$\sum_{i=0}^{n}{\prod_{j=0\\j\not=i}^{n}\frac{x-x_j}{x_i-x_j}}=1$

Question

can you help me to show this identy: $$\sum_{i=0}^{n}{\prod_{j=0\\j\not=i}^{n}\frac{x-x_j}{x_i-x_j}}=1,$$ I try to expand it but I only have that is equal to $$\frac{n\prod_{j=0}^{n}(x-x_j)}{\sum_{i=0}^{n}{(x-x_i)\prod_{j=0\\j\not=i}^{n}(x_i-x_j)}}$$

Answer 1

The product $\displaystyle\prod_{j=0,\ j\neq i}^n\frac{x-x_j}{x_i-x_j}$ is equal to $0$ if $j\neq i$ (because $x_j-x_j=0$) and it is equal to $1$ otherwise. So$$\sum_{j=0}^n\prod_{j=0,\ j\neq i}^n\frac{x-x_j}{x_i-x_j}=1,$$since it is the sum of $n$ $0$'s and one $1$.

Answer 2

We assume that all $x_i$ are distinct, otherwise the product has ill-defined denominators. Let

$$p(x) = \sum_{i=0}^{n}{\prod_{\substack{j=0\\j\not=i}}^{n}\frac{x-x_j}{x_i-x_j}}.$$

Each term in the product is an $n$ degree polynomial in $x$, so $p$ is the sum of $n$ degree polynomials and hence of degree $\leqslant n$.

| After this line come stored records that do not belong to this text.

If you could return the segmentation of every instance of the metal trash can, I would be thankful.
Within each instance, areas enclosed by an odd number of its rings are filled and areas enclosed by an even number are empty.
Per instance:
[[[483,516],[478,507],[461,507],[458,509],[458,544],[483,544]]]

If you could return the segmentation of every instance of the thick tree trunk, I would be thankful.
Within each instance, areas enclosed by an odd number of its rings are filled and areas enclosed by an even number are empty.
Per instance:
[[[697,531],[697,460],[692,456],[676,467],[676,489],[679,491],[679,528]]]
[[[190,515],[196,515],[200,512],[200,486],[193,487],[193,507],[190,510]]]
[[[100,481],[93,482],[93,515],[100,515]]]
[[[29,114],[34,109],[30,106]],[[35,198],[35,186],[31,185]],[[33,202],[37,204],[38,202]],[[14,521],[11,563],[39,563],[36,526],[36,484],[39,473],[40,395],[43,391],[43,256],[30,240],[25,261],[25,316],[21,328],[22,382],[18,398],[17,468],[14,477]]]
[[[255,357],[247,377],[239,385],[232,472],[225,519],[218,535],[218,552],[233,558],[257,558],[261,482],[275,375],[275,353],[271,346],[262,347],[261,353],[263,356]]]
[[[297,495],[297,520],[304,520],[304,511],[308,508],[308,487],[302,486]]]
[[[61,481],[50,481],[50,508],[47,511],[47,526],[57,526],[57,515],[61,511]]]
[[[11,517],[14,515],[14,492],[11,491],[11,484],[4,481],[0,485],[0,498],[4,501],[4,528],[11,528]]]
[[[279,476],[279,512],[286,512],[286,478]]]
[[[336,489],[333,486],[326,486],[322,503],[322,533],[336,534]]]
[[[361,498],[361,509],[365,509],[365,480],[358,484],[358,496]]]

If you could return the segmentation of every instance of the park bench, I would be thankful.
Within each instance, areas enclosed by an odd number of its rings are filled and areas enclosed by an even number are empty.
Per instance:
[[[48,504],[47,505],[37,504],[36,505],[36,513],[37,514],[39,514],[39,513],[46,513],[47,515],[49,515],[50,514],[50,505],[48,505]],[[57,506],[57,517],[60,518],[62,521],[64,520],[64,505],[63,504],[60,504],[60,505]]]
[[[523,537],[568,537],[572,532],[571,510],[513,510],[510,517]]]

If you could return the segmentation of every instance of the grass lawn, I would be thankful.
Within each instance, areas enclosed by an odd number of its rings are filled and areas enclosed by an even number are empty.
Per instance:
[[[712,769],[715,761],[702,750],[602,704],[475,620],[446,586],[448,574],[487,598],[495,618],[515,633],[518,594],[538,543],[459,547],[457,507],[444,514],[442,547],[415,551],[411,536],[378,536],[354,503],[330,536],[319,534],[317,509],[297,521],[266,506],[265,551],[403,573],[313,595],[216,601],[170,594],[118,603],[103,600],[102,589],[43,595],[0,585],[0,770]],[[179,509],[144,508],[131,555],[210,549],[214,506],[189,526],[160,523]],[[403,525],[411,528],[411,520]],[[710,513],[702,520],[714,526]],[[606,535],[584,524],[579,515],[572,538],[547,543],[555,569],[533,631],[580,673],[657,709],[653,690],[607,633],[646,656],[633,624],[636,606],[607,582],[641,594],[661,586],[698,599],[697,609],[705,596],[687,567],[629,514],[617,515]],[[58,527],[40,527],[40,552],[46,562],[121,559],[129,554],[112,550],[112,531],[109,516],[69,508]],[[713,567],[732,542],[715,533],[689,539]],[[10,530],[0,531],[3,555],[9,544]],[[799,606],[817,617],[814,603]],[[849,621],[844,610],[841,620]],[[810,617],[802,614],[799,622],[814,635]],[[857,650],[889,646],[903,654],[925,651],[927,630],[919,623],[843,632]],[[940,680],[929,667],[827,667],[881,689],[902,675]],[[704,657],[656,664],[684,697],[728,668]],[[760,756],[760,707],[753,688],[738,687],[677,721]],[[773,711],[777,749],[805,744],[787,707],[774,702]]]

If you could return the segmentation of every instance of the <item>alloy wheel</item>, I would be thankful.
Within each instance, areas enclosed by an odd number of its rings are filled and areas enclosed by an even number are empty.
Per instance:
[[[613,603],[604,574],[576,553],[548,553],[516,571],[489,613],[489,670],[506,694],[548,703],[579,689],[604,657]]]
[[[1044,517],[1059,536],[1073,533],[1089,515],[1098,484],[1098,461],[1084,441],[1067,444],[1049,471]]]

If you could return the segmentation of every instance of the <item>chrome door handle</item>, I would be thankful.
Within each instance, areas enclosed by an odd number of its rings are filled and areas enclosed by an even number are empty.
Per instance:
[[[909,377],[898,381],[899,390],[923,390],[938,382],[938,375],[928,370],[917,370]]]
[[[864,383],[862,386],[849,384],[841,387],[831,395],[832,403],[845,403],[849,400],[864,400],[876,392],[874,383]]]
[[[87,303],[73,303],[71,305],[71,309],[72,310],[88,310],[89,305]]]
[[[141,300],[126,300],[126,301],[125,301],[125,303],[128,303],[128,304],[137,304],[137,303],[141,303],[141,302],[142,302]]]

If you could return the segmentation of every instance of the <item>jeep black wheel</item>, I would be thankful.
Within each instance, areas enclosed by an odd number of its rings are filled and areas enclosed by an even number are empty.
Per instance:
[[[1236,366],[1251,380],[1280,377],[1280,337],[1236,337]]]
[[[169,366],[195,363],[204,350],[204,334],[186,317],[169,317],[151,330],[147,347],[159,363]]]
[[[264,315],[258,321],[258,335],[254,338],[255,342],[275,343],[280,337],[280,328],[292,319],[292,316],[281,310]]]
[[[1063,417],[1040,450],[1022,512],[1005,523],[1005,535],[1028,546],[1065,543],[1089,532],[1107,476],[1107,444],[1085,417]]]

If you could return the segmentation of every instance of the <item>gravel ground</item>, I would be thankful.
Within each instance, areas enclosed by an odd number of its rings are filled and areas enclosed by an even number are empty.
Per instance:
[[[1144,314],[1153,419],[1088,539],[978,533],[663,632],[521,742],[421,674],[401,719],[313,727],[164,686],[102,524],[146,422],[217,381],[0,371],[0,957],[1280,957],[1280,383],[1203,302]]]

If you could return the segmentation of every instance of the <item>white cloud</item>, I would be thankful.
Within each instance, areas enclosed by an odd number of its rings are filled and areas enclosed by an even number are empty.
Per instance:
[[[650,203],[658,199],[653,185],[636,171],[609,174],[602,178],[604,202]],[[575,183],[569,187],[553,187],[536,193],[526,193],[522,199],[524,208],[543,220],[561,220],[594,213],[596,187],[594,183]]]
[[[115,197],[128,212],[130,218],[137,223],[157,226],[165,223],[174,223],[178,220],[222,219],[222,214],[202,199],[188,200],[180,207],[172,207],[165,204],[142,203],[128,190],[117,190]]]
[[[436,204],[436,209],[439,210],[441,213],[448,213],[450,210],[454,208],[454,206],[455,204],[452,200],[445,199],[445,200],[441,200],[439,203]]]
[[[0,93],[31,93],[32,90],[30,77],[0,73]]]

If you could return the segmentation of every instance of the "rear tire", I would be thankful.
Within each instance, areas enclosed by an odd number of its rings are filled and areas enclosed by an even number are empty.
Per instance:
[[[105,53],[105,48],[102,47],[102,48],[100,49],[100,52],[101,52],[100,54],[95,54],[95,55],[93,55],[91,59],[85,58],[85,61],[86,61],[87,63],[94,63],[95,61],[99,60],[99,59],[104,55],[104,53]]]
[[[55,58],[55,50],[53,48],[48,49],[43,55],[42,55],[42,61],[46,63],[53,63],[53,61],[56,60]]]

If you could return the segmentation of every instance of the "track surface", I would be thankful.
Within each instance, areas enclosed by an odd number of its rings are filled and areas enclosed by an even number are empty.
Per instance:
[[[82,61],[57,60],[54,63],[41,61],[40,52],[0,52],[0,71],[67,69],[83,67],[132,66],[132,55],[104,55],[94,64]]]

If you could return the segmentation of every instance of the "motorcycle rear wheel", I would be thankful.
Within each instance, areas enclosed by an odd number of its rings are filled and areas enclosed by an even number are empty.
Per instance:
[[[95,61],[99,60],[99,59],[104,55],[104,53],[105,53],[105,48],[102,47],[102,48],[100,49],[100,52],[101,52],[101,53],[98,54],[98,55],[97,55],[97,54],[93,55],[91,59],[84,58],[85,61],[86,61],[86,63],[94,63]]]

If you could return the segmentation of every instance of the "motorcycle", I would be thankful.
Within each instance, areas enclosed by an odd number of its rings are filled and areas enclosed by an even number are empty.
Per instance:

Now, notice that for each $i=0, \dots, n$ we have

$$p(x_i) = \prod_{\substack{j=0\\j\not=i}}^{n}\frac{x_i-x_j}{x_i-x_j} = 1,$$

because all other terms in the outer sum involve a product in which one of the factors has a vanishing numerator $(x_i - x_i)$.

Then $p$ is a polynomial with degree $\leqslant n$ that assumes the value $1$ at least $n+1$ times, and hence must be constant and equal to $1$ everywhere.